VITERBO – Fulmini e pioggia battente hanno tenuto sveglia la provincia di Viterbo. L’ondata di maltempo che nella notte ha attraversato il territorio ha colpito quasi ovunque, lasciando dietro di sé allagamenti, detriti e disagi alla circolazione.
La situazione più critica si è registrata a Tarquinia, in particolare nella zona del lido, dove in poche ore sono caduti circa 60 millimetri di pioggia. Dalle prime ore della notte i volontari dell’Aeopc erano già in strada: hanno liberato tratti allagati, messo in sicurezza i punti più critici e sorvegliato il livello del fiume Mignone, in contatto costante con la polizia fluviale. Verso le 4.45, la provinciale Tarquiniese è stata chiusa per la presenza di fango e detriti, impedendo il collegamento tra Tarquinia e Tuscania fino alla messa in sicurezza.
Non è andata meglio sulla via Cassia: a Monterosi l’acqua ha invaso la carreggiata nord tra il chilometro 40 e il 41, costringendo Anas e forze dell’ordine a deviare il traffico e a intervenire per il ripristino.
Da Montalto di Castro a Nepi, passando per Sutri, Capranica, Tuscania e Vejano, il quadro è stato simile: pioggia a secchiate e fiumi d’acqua sulle strade.
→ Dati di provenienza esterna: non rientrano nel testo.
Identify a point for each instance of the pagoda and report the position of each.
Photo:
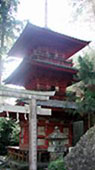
(45, 67)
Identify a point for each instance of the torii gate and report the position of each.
(33, 96)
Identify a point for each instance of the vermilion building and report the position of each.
(46, 66)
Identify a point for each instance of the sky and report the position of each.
(59, 15)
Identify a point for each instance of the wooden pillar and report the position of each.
(33, 135)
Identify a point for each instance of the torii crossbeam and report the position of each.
(33, 96)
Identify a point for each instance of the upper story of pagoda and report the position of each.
(46, 64)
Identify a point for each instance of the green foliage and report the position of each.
(86, 71)
(86, 102)
(9, 26)
(8, 134)
(57, 165)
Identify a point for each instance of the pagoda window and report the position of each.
(22, 135)
(66, 135)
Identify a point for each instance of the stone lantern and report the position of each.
(56, 144)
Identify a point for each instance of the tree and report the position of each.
(9, 134)
(8, 23)
(86, 74)
(9, 27)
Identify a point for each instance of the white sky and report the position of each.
(59, 13)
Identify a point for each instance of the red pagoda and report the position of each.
(46, 66)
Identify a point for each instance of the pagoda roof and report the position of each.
(34, 36)
(21, 74)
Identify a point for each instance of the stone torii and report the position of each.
(33, 96)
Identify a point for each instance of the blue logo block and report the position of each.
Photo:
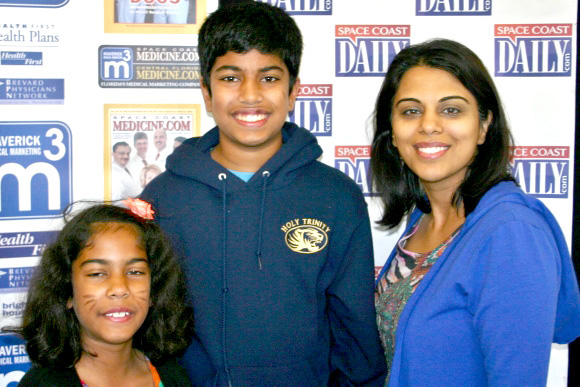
(543, 178)
(314, 114)
(116, 63)
(31, 91)
(453, 7)
(303, 7)
(533, 57)
(367, 57)
(35, 169)
(33, 3)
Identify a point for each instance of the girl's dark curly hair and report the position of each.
(52, 331)
(398, 187)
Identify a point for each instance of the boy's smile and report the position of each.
(250, 100)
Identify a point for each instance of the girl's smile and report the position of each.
(111, 281)
(436, 126)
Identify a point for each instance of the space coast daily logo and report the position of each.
(533, 50)
(305, 235)
(313, 109)
(302, 7)
(368, 50)
(355, 162)
(542, 171)
(33, 3)
(453, 7)
(35, 169)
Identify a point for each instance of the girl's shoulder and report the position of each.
(172, 373)
(50, 377)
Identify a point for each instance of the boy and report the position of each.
(276, 245)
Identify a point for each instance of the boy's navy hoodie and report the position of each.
(280, 268)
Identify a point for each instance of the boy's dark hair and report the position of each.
(52, 331)
(245, 26)
(397, 185)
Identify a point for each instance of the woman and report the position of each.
(481, 283)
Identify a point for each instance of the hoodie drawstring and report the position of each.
(265, 175)
(223, 179)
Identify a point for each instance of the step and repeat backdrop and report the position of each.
(94, 95)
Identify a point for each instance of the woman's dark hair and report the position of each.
(397, 185)
(244, 26)
(52, 330)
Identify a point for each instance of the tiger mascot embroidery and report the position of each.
(306, 240)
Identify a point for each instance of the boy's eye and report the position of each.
(410, 112)
(270, 78)
(95, 274)
(451, 111)
(136, 272)
(229, 78)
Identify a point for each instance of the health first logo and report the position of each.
(313, 109)
(368, 50)
(35, 169)
(533, 50)
(453, 7)
(355, 162)
(303, 7)
(542, 171)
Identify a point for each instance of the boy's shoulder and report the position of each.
(329, 178)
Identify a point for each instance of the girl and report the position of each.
(481, 283)
(107, 305)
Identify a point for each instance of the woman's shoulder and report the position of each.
(506, 202)
(50, 377)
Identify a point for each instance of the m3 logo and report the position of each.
(35, 169)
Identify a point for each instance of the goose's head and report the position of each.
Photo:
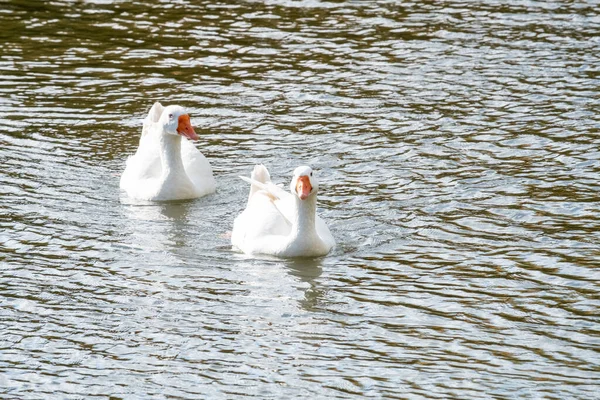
(176, 121)
(304, 184)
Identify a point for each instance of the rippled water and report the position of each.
(458, 146)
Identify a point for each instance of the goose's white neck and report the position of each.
(303, 224)
(170, 155)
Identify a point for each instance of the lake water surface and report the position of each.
(458, 148)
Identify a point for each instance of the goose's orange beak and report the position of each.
(185, 128)
(303, 187)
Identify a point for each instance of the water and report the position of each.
(457, 145)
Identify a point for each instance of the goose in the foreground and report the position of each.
(165, 167)
(279, 223)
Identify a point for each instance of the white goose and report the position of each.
(164, 167)
(279, 223)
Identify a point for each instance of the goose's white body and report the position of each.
(280, 223)
(165, 165)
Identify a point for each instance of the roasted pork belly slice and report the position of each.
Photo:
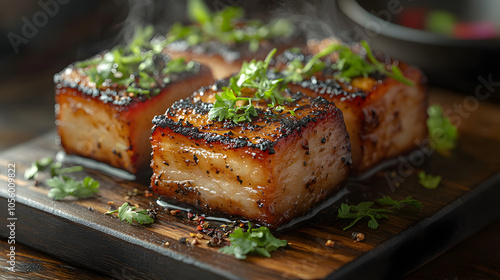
(384, 117)
(269, 170)
(111, 125)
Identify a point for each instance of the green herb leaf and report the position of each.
(38, 165)
(225, 26)
(365, 210)
(360, 211)
(442, 133)
(198, 11)
(428, 181)
(387, 200)
(395, 72)
(259, 241)
(348, 65)
(63, 186)
(131, 215)
(140, 67)
(253, 74)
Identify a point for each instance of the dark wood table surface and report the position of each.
(26, 111)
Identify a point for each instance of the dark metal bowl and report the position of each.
(454, 63)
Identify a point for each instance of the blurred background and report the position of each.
(454, 42)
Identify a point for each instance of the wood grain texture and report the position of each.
(408, 239)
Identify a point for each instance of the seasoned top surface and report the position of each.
(189, 117)
(72, 77)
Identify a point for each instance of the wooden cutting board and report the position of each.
(79, 232)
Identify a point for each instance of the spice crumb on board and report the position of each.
(330, 243)
(358, 236)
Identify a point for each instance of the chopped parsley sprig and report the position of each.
(231, 105)
(365, 210)
(442, 133)
(226, 26)
(348, 65)
(131, 215)
(254, 240)
(62, 186)
(139, 66)
(394, 73)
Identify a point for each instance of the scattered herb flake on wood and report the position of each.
(365, 210)
(442, 133)
(63, 187)
(428, 181)
(254, 240)
(131, 215)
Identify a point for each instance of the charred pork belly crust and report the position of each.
(112, 125)
(384, 117)
(269, 170)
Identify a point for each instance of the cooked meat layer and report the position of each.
(269, 170)
(110, 124)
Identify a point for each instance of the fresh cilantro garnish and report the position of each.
(365, 210)
(296, 71)
(63, 186)
(254, 240)
(225, 108)
(442, 133)
(348, 65)
(394, 73)
(38, 165)
(253, 75)
(389, 201)
(131, 215)
(55, 168)
(225, 26)
(360, 211)
(140, 66)
(428, 181)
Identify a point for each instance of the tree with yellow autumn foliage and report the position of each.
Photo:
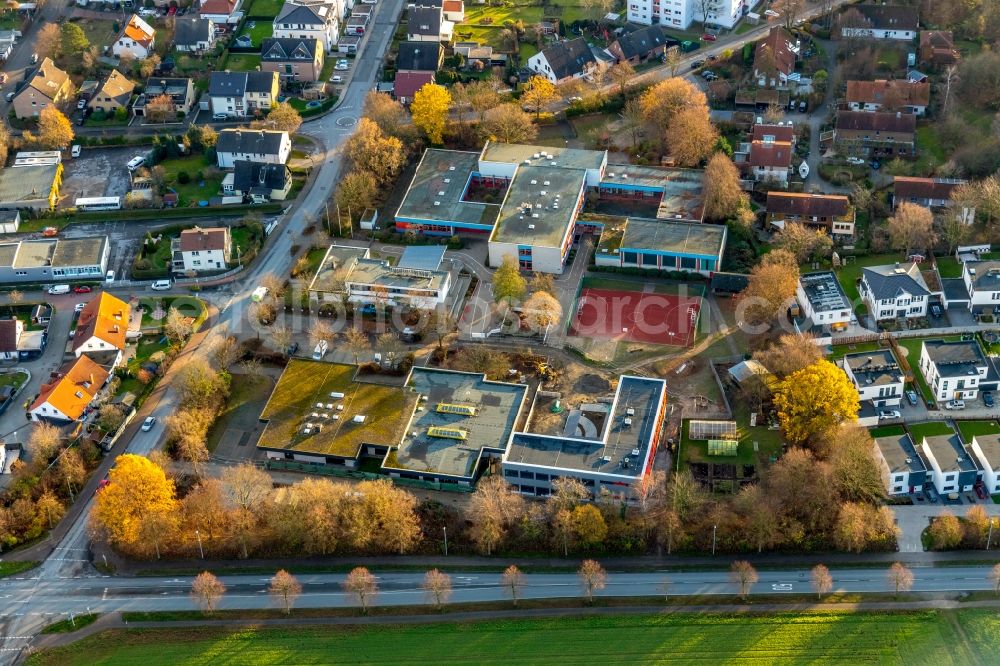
(136, 488)
(814, 400)
(430, 111)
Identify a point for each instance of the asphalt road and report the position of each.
(39, 601)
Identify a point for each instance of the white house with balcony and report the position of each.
(894, 291)
(953, 370)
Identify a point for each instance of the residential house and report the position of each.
(880, 22)
(774, 58)
(180, 92)
(986, 447)
(903, 469)
(877, 377)
(951, 468)
(927, 192)
(194, 34)
(221, 12)
(428, 24)
(891, 95)
(259, 182)
(293, 59)
(680, 14)
(101, 329)
(953, 370)
(823, 300)
(114, 93)
(199, 249)
(831, 212)
(894, 291)
(419, 56)
(137, 39)
(47, 85)
(770, 161)
(10, 334)
(266, 146)
(982, 283)
(878, 134)
(408, 83)
(319, 21)
(563, 61)
(241, 94)
(69, 394)
(937, 48)
(641, 45)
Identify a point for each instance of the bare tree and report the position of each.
(362, 585)
(207, 590)
(513, 581)
(438, 587)
(822, 580)
(744, 576)
(593, 577)
(286, 589)
(900, 577)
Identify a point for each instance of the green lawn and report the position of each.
(929, 429)
(949, 267)
(258, 33)
(928, 637)
(242, 62)
(970, 429)
(262, 8)
(195, 190)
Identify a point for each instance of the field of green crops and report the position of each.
(928, 637)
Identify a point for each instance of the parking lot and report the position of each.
(98, 172)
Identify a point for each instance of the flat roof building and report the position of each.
(662, 244)
(54, 259)
(350, 272)
(607, 444)
(440, 426)
(823, 300)
(903, 469)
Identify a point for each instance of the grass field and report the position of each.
(929, 637)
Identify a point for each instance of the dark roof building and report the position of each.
(419, 56)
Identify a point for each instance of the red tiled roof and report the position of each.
(770, 154)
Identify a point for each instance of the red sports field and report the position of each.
(663, 319)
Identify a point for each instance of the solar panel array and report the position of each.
(704, 430)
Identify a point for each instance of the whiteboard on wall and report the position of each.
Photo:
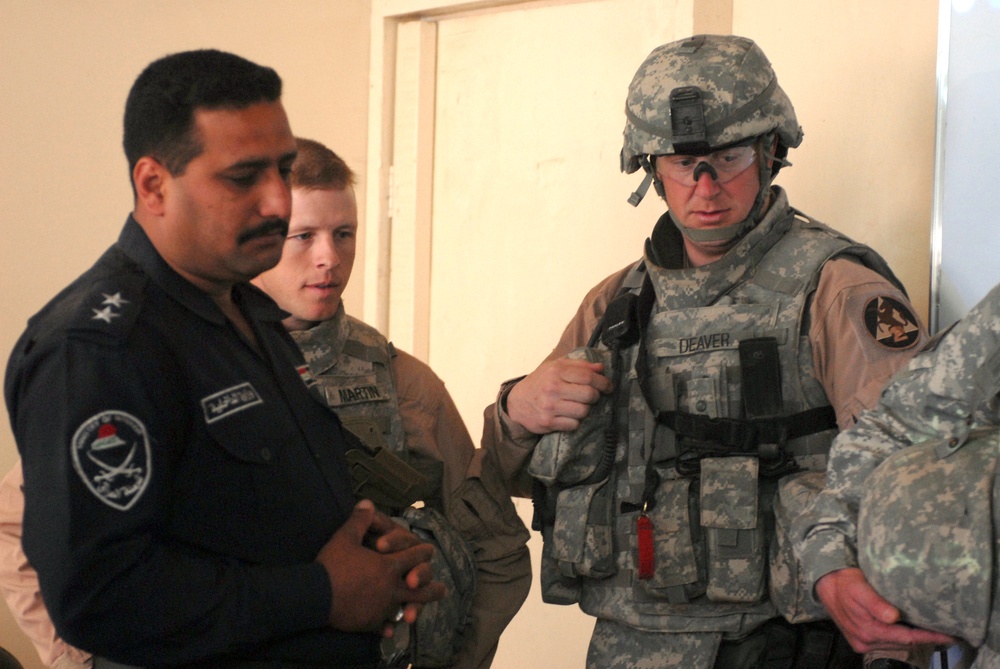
(966, 246)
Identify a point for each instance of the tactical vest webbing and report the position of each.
(352, 365)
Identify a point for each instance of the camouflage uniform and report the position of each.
(947, 395)
(786, 277)
(374, 387)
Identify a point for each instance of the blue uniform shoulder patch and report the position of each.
(111, 454)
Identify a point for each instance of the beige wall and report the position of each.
(66, 65)
(65, 69)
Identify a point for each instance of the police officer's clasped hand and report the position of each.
(377, 568)
(867, 620)
(557, 395)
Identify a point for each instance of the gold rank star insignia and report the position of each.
(115, 300)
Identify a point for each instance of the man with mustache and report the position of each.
(381, 387)
(187, 497)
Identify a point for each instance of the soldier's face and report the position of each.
(709, 203)
(227, 213)
(318, 256)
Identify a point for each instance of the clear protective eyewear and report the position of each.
(723, 165)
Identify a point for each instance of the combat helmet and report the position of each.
(927, 533)
(700, 94)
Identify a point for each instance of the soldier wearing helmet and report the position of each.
(905, 533)
(691, 402)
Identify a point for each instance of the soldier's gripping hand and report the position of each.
(557, 395)
(868, 621)
(371, 584)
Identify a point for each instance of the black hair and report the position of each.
(159, 111)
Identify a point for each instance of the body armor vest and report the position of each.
(668, 526)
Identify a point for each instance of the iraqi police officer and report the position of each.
(693, 382)
(921, 467)
(397, 405)
(187, 496)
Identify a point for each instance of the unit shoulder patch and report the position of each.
(111, 454)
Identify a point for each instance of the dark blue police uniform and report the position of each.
(178, 483)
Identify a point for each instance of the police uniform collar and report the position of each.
(134, 242)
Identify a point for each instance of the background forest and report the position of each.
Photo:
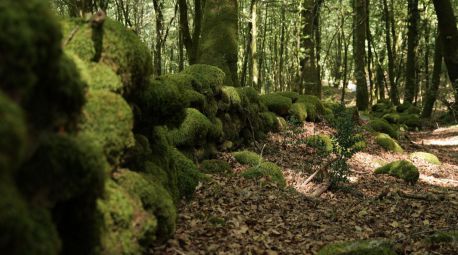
(228, 127)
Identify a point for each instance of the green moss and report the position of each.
(363, 247)
(129, 229)
(294, 96)
(215, 166)
(266, 169)
(402, 169)
(155, 199)
(108, 119)
(298, 111)
(321, 142)
(392, 118)
(208, 79)
(14, 135)
(382, 126)
(188, 175)
(193, 130)
(428, 157)
(120, 49)
(412, 121)
(160, 103)
(247, 158)
(388, 143)
(277, 104)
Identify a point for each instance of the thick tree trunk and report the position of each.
(431, 94)
(362, 97)
(449, 37)
(309, 69)
(219, 41)
(412, 42)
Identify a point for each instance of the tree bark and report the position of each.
(449, 37)
(411, 86)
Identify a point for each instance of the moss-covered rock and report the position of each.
(277, 104)
(364, 247)
(402, 169)
(108, 119)
(129, 229)
(388, 143)
(114, 45)
(298, 111)
(188, 175)
(13, 131)
(247, 158)
(428, 157)
(155, 199)
(215, 166)
(320, 142)
(193, 131)
(266, 169)
(382, 126)
(161, 102)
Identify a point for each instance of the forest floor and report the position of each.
(232, 215)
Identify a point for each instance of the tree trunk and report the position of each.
(362, 97)
(309, 69)
(393, 87)
(411, 86)
(431, 94)
(219, 41)
(449, 38)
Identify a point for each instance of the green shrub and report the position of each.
(247, 158)
(266, 169)
(359, 247)
(155, 199)
(388, 143)
(108, 119)
(322, 142)
(129, 229)
(402, 169)
(298, 111)
(277, 104)
(193, 131)
(13, 132)
(160, 103)
(428, 157)
(215, 166)
(382, 126)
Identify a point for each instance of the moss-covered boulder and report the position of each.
(114, 45)
(129, 228)
(277, 104)
(193, 131)
(268, 170)
(298, 111)
(320, 142)
(364, 247)
(154, 198)
(382, 126)
(428, 157)
(13, 131)
(402, 169)
(108, 119)
(247, 158)
(215, 166)
(388, 143)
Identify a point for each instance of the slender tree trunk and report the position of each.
(219, 41)
(449, 38)
(412, 43)
(362, 97)
(432, 92)
(393, 87)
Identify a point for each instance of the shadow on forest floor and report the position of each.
(232, 215)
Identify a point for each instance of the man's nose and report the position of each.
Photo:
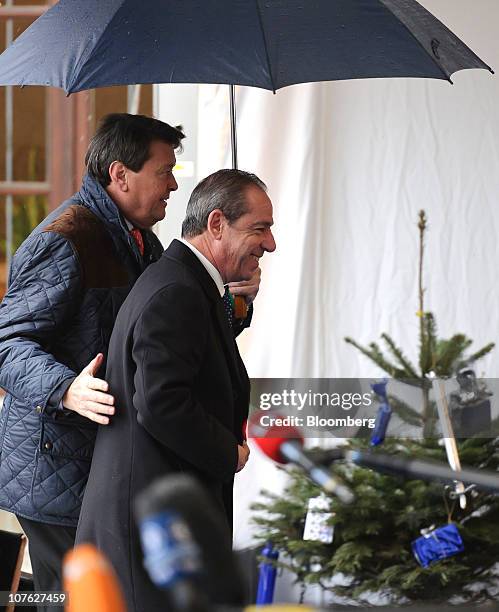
(269, 242)
(173, 185)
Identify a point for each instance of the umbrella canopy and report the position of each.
(82, 44)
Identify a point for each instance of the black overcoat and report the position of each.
(181, 395)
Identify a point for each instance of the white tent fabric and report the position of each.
(348, 166)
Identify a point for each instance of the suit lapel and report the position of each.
(180, 252)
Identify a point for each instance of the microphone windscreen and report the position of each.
(181, 496)
(90, 582)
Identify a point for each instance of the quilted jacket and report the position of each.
(67, 281)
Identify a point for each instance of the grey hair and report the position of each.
(222, 190)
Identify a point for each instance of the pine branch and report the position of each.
(428, 343)
(450, 351)
(399, 355)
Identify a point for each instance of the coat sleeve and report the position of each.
(169, 346)
(43, 292)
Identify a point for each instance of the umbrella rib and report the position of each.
(260, 19)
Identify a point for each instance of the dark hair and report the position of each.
(223, 190)
(126, 138)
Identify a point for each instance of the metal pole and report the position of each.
(9, 155)
(233, 133)
(133, 99)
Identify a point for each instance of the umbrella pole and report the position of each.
(233, 135)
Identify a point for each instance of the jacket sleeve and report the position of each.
(43, 292)
(169, 347)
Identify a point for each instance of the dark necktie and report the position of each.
(228, 305)
(139, 241)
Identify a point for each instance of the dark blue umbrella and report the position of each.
(82, 44)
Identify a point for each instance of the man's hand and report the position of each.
(248, 289)
(243, 455)
(87, 395)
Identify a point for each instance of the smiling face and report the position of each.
(243, 242)
(142, 195)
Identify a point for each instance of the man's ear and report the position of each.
(118, 173)
(216, 223)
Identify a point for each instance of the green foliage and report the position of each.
(372, 539)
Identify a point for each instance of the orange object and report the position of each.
(90, 582)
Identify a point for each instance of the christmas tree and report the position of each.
(371, 549)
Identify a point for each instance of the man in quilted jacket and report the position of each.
(67, 282)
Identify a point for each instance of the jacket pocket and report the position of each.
(62, 465)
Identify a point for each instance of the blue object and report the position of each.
(79, 45)
(267, 576)
(438, 544)
(384, 413)
(170, 553)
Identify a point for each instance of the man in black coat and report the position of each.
(67, 282)
(180, 386)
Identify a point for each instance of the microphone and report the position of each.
(187, 544)
(90, 582)
(285, 445)
(423, 470)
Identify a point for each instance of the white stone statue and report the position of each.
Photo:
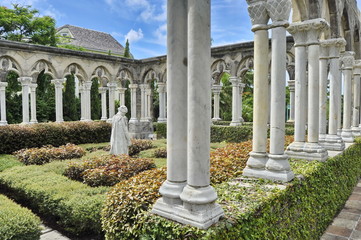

Nel capoluogo, così come nei centri di Bassano Romano, Blera, Calcata, Canepina, Fabrica di Roma, Oriolo Romano, Soriano nel Cimino, Vetralla, Vasanello e Vignanello, i cittadini hanno dovuto affrontare temporali intensi.
A Vetralla un albero è crollato sulla Cassia, all’altezza del chilometro 67,700, bloccando la corsia verso Viterbo e parzialmente quella verso Roma. La polizia locale ha regolato il traffico con senso unico alternato fino alla rimozione del tronco.